--Andy
On Apr 18, 2020, at 12:42 PM, Linus Torvalds torvalds@linux-foundation.org wrote:
On Fri, Apr 17, 2020 at 5:12 PM Dan Williams dan.j.williams@intel.com wrote:
@@ -106,12 +108,10 @@ static __always_inline __must_check unsigned long memcpy_mcsafe(void *dst, const void *src, size_t cnt) { #ifdef CONFIG_X86_MCE
i(static_branch_unlikely(&mcsafe_key))
return __memcpy_mcsafe(dst, src, cnt);
else
if (static_branch_unlikely(&mcsafe_slow_key))
return memcpy_mcsafe_slow(dst, src, cnt);
#endif
memcpy(dst, src, cnt);
return 0;
return memcpy_mcsafe_fast(dst, src, cnt);
}
It strikes me that I see no advantages to making this an inline function at all.
Even for the good case - where it turns into just a memcpy because MCE is entirely disabled - it doesn't seem to matter.
The only case that really helps is when the memcpy can be turned into a single access. Which - and I checked - does exist, with people doing
r = memcpy_mcsafe(&sb_seq_count, &sb(wc)->seq_count, sizeof(uint64_t));
to read a single 64-bit field which looks aligned to me.
But that code is incredible garbage anyway, since even on a broken machine, there's no actual reason to use the slow variant for that whole access that I can tell. The macs-safe copy routines do not do anything worthwhile for a single access.

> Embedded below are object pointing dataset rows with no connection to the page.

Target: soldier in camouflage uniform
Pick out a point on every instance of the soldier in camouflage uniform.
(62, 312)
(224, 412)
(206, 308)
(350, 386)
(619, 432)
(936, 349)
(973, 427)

Maybe I’m missing something obvious, but what’s the alternative? The _mcsafe variants don’t just avoid the REP mess — they also tell the kernel that this particular access is recoverable via extable. With a regular memory access, the CPU may not explode, but do_machine_check() will, at very best, OOPS, and even that requires a certain degree of optimism. A panic is more likely.